For reasons explained in the manual, rustls does not and will not support:

• SSL1, SSL2, SSL3, TLS1 or TLS1.1.
• RC4.
• DES or triple DES.
• EXPORT ciphersuites.
• MAC-then-encrypt ciphersuites.
• Ciphersuites without forward secrecy.
• Renegotiation.
• Kerberos.
• Compression.
• Discrete-log Diffie-Hellman.
• Automatic protocol version downgrade.
• Self-signed certificates.

There are plenty of other libraries that provide these features should you need them.

Platform support

While Rustls itself is platform independent, it uses ring for implementing the cryptography in TLS. As a result, rustls only runs on platforms supported by ring. At the time of writing, this means x86, x86-64, armv7, and aarch64. For more information, see the supported ring CI targets.

Rustls requires Rust 1.60 or later.

Design Overview

Rustls does not take care of network IO

It doesn’t make or accept TCP connections, or do DNS, or read or write files.

There’s example client and server code which uses mio to do all needed network IO.

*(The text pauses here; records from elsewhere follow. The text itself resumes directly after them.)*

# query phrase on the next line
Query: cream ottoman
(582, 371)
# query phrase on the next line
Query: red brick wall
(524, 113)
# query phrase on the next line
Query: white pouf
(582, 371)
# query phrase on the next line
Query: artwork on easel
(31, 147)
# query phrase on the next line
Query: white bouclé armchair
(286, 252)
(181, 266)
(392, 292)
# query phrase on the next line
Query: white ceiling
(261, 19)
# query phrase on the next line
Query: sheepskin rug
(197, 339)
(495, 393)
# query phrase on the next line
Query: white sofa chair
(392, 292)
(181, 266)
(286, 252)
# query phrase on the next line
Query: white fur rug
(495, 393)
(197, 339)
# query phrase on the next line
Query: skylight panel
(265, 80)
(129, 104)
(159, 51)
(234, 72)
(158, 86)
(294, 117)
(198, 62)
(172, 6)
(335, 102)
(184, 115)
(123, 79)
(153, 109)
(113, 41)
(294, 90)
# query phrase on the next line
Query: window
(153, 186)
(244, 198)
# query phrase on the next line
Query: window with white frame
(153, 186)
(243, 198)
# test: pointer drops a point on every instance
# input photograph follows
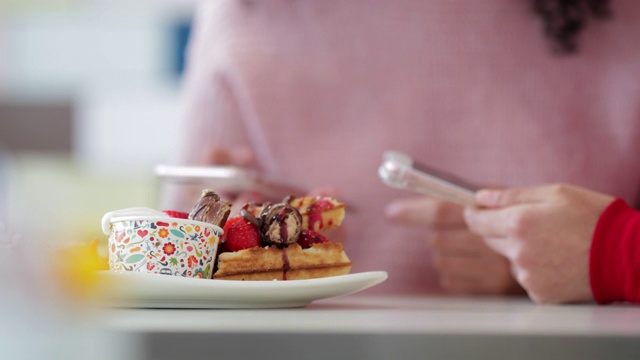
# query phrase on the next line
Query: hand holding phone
(400, 171)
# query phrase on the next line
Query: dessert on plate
(280, 241)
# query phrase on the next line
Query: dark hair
(565, 19)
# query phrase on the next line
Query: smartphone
(400, 171)
(229, 179)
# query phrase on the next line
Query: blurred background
(89, 103)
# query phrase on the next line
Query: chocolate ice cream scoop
(211, 209)
(280, 224)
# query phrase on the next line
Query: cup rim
(216, 228)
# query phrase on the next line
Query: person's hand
(463, 262)
(546, 234)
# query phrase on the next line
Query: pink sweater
(319, 89)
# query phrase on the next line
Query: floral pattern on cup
(163, 246)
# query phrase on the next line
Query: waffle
(290, 263)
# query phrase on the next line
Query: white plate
(142, 290)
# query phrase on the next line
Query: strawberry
(241, 234)
(228, 224)
(320, 204)
(309, 237)
(176, 214)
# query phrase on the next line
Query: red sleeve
(614, 266)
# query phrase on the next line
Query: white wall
(111, 58)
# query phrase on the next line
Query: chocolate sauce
(285, 264)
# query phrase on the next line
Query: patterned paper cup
(146, 240)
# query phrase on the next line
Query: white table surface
(375, 327)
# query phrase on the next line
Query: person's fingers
(456, 241)
(513, 221)
(425, 211)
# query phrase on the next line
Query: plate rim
(233, 293)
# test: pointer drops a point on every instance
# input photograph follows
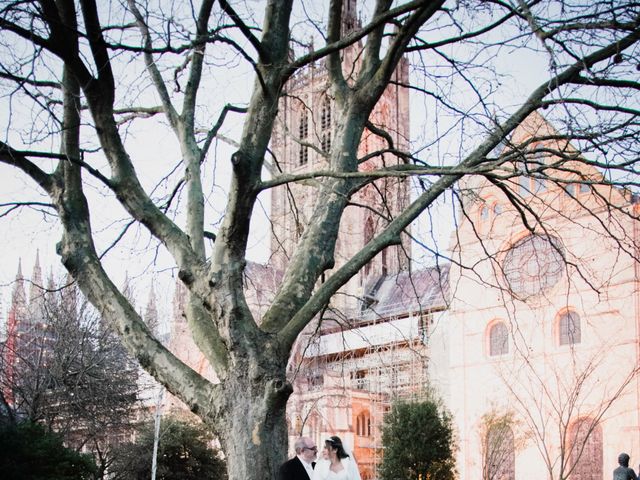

Rustls provides encrypted pipes

These are the ServerConnection and ClientConnection types. You supply raw TLS traffic on the left (via the read_tls() and write_tls() methods) and then read/write the plaintext on the right:

         TLS                                   Plaintext
         ===                                   =========
    read_tls()      +-----------------------+      reader() as io::Read
                    |                       |
          +--------->   ClientConnection    +--------->
                    |          or           |
          <---------+   ServerConnection    <---------+
                    |                       |
    write_tls()     +-----------------------+      writer() as io::Write

Rustls takes care of server certificate verification

You do not need to provide anything other than a set of root certificates to trust. Certificate verification cannot be turned off or disabled in the main API.

Getting started

This is the minimum you need to do to make a TLS client connection.

First we load some root certificates. These are used to authenticate the server. The recommended way is to depend on the webpki_roots crate which contains the Mozilla set of root certificates.

let mut root_store = rustls::RootCertStore::empty();
root_store.add_trust_anchors(
    webpki_roots::TLS_SERVER_ROOTS
        .iter()
        .cloned()
);

Next, we make a ClientConfig. You’re likely to make one of these per process, and use it for all connections made by that process.

let config = rustls::ClientConfig::<rustls::crypto::ring::Ring>::builder()
    .with_safe_defaults()
    .with_root_certificates(root_store)
    .with_no_client_auth();

Now we can make a connection. You need to provide the server’s hostname so we know what to expect to find in the server’s certificate.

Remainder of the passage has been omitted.